Huts: Why They're Better Than Hotels
Hidden among the picturesque peaks of the Rocky Mountains are 34 quaint cabins set among the trees and scenic vistas of the deep backcountry. In the summer they can be accessed by foot or bike, in the winter by skis or snowshoes. The extensive system features a few series of huts, including the Alfred A. Braun Memorial Hut System (named for the founder of Mountain Rescue-Aspen) and the 10th Mountain Division Huts, formed in the ’80s by Aspen skiers and given their name to honor the 10th Mountain Division soldiers who trained in Colorado.
The cozy retreats range from rustic to palatial (most sleep up to 16) and are connected by 350 miles of routes, the majority of which are approximately six or seven miles with an elevation gain of about 2,000 feet. Depending on your athletic level and desire, you can choose your own adventure—a major hut-to-hut excursion or just a one- or two-night jaunt.

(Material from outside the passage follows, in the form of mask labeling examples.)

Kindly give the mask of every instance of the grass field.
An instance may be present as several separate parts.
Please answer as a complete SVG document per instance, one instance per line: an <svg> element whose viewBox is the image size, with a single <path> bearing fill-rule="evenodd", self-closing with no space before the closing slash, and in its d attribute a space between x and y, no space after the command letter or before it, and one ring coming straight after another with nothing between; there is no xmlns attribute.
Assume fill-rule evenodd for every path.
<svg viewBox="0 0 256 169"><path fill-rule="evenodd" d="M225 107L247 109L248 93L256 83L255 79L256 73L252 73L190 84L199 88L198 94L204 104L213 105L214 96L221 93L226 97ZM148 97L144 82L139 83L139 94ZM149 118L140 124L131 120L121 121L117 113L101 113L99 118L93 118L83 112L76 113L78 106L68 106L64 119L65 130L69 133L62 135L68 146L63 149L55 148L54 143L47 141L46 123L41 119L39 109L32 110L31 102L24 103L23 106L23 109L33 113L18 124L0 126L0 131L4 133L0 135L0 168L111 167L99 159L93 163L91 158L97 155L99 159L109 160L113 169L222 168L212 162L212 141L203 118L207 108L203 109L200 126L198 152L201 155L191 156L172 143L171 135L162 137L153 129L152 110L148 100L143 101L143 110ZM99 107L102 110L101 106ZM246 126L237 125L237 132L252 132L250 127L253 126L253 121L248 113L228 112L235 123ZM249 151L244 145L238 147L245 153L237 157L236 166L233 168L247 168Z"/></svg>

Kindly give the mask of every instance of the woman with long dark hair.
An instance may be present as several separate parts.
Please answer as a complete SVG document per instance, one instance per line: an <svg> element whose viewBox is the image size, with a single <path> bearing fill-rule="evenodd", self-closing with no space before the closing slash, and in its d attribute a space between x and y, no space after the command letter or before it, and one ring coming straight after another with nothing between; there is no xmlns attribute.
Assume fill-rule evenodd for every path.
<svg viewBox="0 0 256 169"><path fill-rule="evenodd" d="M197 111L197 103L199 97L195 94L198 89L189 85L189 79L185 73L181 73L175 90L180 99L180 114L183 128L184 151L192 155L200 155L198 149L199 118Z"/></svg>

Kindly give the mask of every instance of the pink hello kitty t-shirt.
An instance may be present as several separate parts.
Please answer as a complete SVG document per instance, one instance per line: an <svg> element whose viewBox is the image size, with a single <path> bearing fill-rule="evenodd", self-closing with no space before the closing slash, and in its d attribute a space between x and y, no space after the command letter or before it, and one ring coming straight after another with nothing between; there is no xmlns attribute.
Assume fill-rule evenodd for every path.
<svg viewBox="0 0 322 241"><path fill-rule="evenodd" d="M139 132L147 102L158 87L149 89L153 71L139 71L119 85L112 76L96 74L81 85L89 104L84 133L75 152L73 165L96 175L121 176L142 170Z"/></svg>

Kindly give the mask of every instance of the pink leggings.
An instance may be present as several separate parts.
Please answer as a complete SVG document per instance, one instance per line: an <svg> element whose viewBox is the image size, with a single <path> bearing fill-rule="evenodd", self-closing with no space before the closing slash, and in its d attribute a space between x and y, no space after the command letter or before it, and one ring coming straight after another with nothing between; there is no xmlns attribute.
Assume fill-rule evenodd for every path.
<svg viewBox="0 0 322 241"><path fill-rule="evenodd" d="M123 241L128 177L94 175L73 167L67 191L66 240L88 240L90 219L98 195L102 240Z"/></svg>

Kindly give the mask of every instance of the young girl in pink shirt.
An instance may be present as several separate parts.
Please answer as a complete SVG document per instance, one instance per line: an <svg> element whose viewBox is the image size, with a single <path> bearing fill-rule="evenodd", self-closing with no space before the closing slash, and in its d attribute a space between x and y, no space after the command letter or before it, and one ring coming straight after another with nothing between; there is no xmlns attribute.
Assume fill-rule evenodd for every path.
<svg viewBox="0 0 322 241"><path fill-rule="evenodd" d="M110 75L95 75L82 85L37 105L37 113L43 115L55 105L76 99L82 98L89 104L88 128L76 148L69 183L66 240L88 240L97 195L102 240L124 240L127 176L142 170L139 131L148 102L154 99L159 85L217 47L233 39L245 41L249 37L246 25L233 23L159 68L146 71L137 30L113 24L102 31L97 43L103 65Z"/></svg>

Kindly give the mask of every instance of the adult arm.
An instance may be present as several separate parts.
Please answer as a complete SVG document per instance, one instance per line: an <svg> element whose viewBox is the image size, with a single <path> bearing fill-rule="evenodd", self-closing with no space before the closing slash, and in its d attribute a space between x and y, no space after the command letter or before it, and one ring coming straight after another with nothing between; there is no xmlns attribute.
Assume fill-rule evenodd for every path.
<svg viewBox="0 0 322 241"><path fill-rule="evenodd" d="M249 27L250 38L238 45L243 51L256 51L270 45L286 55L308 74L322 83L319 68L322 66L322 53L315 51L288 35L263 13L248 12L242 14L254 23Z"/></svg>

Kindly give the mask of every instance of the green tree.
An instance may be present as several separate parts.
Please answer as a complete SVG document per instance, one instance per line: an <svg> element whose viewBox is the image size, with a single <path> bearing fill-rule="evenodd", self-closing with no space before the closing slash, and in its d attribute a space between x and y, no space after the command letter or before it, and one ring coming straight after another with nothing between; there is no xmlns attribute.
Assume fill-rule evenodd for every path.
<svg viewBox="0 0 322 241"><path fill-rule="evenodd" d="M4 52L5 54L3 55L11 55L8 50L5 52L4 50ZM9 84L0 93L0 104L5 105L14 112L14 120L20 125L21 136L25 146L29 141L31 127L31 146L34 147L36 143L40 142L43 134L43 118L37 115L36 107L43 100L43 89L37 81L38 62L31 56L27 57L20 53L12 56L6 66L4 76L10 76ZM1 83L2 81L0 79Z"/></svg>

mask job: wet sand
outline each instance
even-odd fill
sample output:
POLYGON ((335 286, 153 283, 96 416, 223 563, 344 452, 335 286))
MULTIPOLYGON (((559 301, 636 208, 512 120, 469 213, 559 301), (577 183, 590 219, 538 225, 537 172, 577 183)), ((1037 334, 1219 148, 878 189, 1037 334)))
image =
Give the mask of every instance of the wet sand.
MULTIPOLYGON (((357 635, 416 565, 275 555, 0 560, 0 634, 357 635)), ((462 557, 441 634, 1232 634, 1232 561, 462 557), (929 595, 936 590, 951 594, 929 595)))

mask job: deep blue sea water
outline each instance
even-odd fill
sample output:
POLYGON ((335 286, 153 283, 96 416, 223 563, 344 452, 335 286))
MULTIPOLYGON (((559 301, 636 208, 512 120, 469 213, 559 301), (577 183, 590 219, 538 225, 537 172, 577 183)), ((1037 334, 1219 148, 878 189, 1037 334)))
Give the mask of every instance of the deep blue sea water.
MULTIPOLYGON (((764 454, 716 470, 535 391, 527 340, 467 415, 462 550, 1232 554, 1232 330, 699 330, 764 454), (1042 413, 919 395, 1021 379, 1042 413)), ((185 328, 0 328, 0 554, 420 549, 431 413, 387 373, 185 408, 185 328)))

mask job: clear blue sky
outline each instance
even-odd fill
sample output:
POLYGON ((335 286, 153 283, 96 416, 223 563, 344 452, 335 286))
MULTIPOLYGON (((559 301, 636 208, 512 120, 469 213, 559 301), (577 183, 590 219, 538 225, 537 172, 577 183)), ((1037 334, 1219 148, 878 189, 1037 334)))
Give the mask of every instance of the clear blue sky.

A woman attempts to keep snow out of the stovepipe of the Tagert Hut in 1949. Photo courtesy of Aspen Historical Society.
All of the huts are outfitted with basic amenities: You can generally expect kitchen utensils, a wood-burning stove for cooking and heating, firewood, and, of course, beds. However, this is not a hotel; many of the rooms are shared, and bunk beds are not uncommon. Dinner gets carried in on your back, as does your sleeping bag and any other personal items you may need (read: booze), but the trek is well worth it—picturesque views await no matter what the time of year, as does seriously impressive stargazing. It’s also hard to top the lasting memories you make with the group you venture with. And if you choose wisely in the winter, backcountry turns can also be a part of the journey, which is reason enough to book a hut immediately.
Which is actually a good idea, as they tend to book up fast.